The budget of the Climate Change Authority (p. 11) is:
FY 2013-14 | A$8.707 |
FY 2014-15 | A$8.776 |
FY 2015-16 | A$8.854 |
FY 2016-17 | A$9.241 |
Total | A$35.578 million |
This implies that some A$364 million will come from “various land sector initiatives” and other “bureaucracies”. That’s not good news for the environment – though the vast majority of the remaining Biodiversity Fund money is already committed as are funds for the Carbon Farming Future program, and the Regional Natural Resource Management Planning for Climate Change Fund.
Verdict: The only verifiable figure here is less than 10% of the supposed A$0.4 billion in savings, allowing a great deal of wiggle room and a black box of major cuts to other important energy and environment initiatives, some of which are already committed and contracted.
Other measures
Abolishing other measures linked to the carbon tax that are wasteful or will no longer be required once the carbon tax is abolished ($1.5 billion).
The Australian Renewable energy Agency (ARENA) seems to be the target here, as Tristan Edis has outlined.
Verdict: A$1.5 billion is an enormous figure to state with no detail on what is being targeted. The implications for Australia’s renewable energy future would appear grave.
Conclusion
The claim to save the budget bottom line A$7.5 billion with these measures significantly overstates the practical reality, primarily because of the misclassification of A$4.5 billion under the Jobs and Competitiveness Program and energy market compensation measures. A more accurate figure for the total cash saved by this set of measures is more like $3 billion – nowhere close to the loss of A$9.7 billion in revenue from abolishing the price on carbon.

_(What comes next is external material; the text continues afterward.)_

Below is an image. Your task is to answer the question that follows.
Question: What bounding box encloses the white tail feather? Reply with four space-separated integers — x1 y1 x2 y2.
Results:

These cuts also have serious adverse implications for Australia’s preparedness to tackle climate change in the future, since they discourage investment in renewable energy and energy efficiency and imply drastic cuts to vital climate adaptation funds.
I am grateful for the assistance of Claire Maries, Climate Change Campaigner with the Australian Conservation Foundation in the preparation of this article. Any errors are my own.